Dunham Hall, a 45,000 SF administration, classroom, and exhibition building, closes the final corner of Aurora University's twenty-acre campus quadrangle. Dunham Hall is designed as a "gateway" to that corner of the campus.
A two-story atrium within the building opens toward the "quad". This includes a central gallery and exhibition area that provides an assembly and social area for group or informal gatherings. Dunham Hall is constructed of load-bearing masonry and is detailed with a traditional palette of iron-spot brick, cast-stone banding, red tile roofing, and copper accents. Masonry arches spring from the corners of the structure to emphasize the passageways through the building to the University's main quadrangle. These arches and the building's massing reinforce its quadripartite organization. At a smaller scale, this organization is further defined by such detail elements as wall sconces, masonry reveals, and ornamental cast-stone capitals.

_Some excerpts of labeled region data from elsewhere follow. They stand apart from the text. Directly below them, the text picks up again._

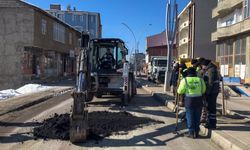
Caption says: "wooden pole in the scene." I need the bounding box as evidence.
[221,80,226,115]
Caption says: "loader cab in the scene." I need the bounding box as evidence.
[90,39,128,72]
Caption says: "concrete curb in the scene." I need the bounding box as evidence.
[0,87,73,116]
[142,86,249,150]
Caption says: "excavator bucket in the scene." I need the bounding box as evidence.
[69,92,88,143]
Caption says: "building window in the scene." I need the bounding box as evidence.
[90,16,94,23]
[235,37,246,65]
[69,33,73,45]
[41,19,47,35]
[243,0,250,18]
[72,14,77,21]
[57,14,64,20]
[80,15,84,22]
[53,22,65,43]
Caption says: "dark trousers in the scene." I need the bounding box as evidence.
[186,106,202,134]
[206,93,219,127]
[172,85,177,96]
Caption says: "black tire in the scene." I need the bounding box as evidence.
[121,94,129,106]
[86,93,94,102]
[95,92,102,98]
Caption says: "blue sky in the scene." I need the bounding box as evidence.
[25,0,189,52]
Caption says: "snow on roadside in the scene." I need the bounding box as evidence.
[0,84,53,100]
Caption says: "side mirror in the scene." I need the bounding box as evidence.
[81,32,90,48]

Now more than three decades old, Dunham was our first project at Aurora University. In it, we explored architectural authenticity: True tiled pitched roofs instead of the mansards with pitched roofs that other campus buildings were using; true load-bearing masonry with copper accents; while respecting the University's budget. Bringing the campus new architectural "gravitas," the building features references to Richardsonian Romanesque merging with Prairie Style architecture. This building reminds us of Alvar Aalto's comment, perhaps especially true for Universities, "It is not what a building looks like on the day it opens but what it is like thirty years later that matters."